Sunday, June 2, 2024

AI Advances: Music!


WOW! Have things advanced in AI music these past few months!

For the past year, I've been deeply involved in learning, using, and putting together AI websites and programs to work for me as a product designer. The improvements are usually amazing and often happen in large leaps. Graphic generation alone has been mind-blowing. It is not perfect, so much is still hit-and-miss.

As for video generation, it is way too new and early -- and I'm not impressed at the overall look of these seconds-long videos. It needs to be less random; currently, there is no consistency. I find it annoying and boring. But enough about that, let's go back to the music . . . 

Okay, here's a song I generated.
The songs I create aren't simply left to AI to fully create. I wrote the lyrics, fully described what I wanted to be included in the song, and generally guided the direction of the song in 32 seconds parts. The best way to describe creating AI music is that you are like a producer in a recording studio, keeping the stuff you like and generally saying "Well, that part's not right -- how about doing it this way instead?" "Add a harmonica solo here.", or "add in a 3-part harmony chorus at this point."

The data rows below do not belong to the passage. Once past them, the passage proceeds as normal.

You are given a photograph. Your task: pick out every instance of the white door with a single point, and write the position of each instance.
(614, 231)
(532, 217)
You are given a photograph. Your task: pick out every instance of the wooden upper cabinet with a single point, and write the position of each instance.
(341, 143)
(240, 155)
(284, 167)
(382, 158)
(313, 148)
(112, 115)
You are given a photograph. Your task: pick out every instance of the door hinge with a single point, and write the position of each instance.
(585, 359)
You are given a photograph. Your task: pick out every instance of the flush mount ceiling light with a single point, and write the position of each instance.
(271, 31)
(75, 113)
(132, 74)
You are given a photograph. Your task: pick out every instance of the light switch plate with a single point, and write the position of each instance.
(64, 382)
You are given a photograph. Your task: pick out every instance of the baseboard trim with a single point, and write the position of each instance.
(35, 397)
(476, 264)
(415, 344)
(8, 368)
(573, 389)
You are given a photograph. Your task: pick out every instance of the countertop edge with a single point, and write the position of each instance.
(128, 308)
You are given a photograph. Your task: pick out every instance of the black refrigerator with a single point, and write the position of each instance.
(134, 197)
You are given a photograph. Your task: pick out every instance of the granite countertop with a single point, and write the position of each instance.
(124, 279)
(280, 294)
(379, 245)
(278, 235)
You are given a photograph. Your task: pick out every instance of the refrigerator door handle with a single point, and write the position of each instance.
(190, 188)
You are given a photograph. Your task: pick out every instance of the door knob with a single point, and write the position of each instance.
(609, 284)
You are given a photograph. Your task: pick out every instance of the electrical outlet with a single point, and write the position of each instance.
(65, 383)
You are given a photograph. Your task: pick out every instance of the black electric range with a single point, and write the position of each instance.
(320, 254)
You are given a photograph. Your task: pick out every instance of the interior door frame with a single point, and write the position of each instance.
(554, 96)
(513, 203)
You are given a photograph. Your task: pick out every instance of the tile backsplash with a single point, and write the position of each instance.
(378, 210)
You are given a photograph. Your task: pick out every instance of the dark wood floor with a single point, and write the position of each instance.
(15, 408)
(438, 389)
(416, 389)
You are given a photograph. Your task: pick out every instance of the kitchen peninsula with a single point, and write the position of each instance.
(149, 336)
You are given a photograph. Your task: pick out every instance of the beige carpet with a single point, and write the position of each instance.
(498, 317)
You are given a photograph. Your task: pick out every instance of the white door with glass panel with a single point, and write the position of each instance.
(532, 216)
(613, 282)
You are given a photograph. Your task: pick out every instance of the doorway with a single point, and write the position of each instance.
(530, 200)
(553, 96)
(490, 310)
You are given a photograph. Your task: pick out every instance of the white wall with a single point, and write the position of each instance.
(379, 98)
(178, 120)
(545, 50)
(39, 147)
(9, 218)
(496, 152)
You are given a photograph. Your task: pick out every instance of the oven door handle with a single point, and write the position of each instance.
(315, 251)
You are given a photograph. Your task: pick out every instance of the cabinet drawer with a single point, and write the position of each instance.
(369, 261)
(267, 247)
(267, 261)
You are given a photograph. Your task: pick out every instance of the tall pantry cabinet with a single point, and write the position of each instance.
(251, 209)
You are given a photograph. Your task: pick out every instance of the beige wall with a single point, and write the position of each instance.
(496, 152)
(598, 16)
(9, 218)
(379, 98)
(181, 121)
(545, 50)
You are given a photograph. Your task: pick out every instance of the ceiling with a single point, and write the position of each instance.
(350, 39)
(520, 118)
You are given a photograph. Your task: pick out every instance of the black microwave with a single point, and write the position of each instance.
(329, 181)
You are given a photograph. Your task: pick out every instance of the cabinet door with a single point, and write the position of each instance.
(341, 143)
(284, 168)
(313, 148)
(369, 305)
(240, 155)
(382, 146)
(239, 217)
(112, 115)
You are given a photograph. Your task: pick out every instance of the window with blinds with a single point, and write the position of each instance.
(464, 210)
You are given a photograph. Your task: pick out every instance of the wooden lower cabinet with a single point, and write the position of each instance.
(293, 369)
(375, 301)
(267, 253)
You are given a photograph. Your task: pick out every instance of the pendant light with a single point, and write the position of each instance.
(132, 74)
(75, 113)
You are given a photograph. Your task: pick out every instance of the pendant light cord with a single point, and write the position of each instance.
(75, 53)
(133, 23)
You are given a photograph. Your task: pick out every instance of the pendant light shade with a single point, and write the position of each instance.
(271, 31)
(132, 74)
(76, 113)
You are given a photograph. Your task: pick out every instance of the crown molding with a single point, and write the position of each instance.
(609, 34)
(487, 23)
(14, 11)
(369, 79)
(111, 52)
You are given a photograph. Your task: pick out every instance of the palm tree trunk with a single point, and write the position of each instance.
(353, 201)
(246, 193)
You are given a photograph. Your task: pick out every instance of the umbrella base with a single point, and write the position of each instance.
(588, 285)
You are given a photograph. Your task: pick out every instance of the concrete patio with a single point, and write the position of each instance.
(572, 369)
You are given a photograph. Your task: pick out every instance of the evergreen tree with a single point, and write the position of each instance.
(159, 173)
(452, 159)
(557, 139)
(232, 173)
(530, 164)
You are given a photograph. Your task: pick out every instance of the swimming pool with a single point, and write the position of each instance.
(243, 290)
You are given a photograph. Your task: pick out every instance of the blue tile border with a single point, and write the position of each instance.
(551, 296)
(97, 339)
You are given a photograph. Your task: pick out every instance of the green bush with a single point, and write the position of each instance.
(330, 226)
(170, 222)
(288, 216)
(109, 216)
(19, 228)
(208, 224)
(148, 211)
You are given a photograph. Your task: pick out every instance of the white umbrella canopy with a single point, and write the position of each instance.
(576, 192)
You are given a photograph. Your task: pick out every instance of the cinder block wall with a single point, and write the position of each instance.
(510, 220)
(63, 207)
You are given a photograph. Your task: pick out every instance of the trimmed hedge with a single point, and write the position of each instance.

My first attempt at doing Crosby, Stills, and Nash song
with a cameo appearance of Paul McCartney towards the end

I'm using Udio which allows developing a full song by building half-minute sections at a time. Udio is currently in beta mode as of this writing, its still free to use, BUT, the $10/month is much more worth the time if you really want to generate your own songs. There is a huge random outcome to most of this process. I find I generally need about 12-32 takes to find the 30+ second clips I want. 

Want to hear more of my songs? Link: youtube.com/@ArghTunes

Sunday, February 4, 2024

Google's New AI, Bard - 1st Impression

You might expect a well-known and powerful company like Google to eventually enter the AI competition arena. One could assume that Google has had a major AI-like system for years, used for web searches and information gathering. Or perhaps not? My first impression of Bard, Google's response to ChatGPT, is, "Holy $#%&! This might be the worst AI I've encountered in over a year!"

Let me explain the level of detail I usually expect. As a toy designer, I use AI to help me collect images of toys, conduct market research, and explore styles and color schemes, among other things. Recently, a client requested generic toy robots but wasn't sure about the exact appearance. This is where AI shines, by generating images/mock-ups in a variety of possible styles.

A very traditional cute metal toy robot design - requested in metallic silver without colors

Another variation showing different flocked materials and some color accents

Above are two examples of robot toy designs, created by Dall-E (also known as ChatGPT-4).

I find Dall-E to be the best at "listening" to exactly what I'm asking for in my toy design prompts. Many other image generators tend to overlook key details mentioned in the prompt. Now, let's look at what Google's Bard created. Note: This was done using the exact same prompts I used with Dall-E.

Google . . . I'm speechless. (Was this thing shot in the chest?)
This one's even better. And by "better" I mean worse.
Why the colors? Why does it look old, grimy and used.
These things would give nightmares to the Island of Misfit Toys. They do look as if a child created them. The colors are so muted and conflicting. If AI was involved with these designs, I'd like to know how it came to this point. Personally, I feel Google shouldn't have released Bard to the public. They should have kept it closed until their technology was at least on par with the AI world a year ago.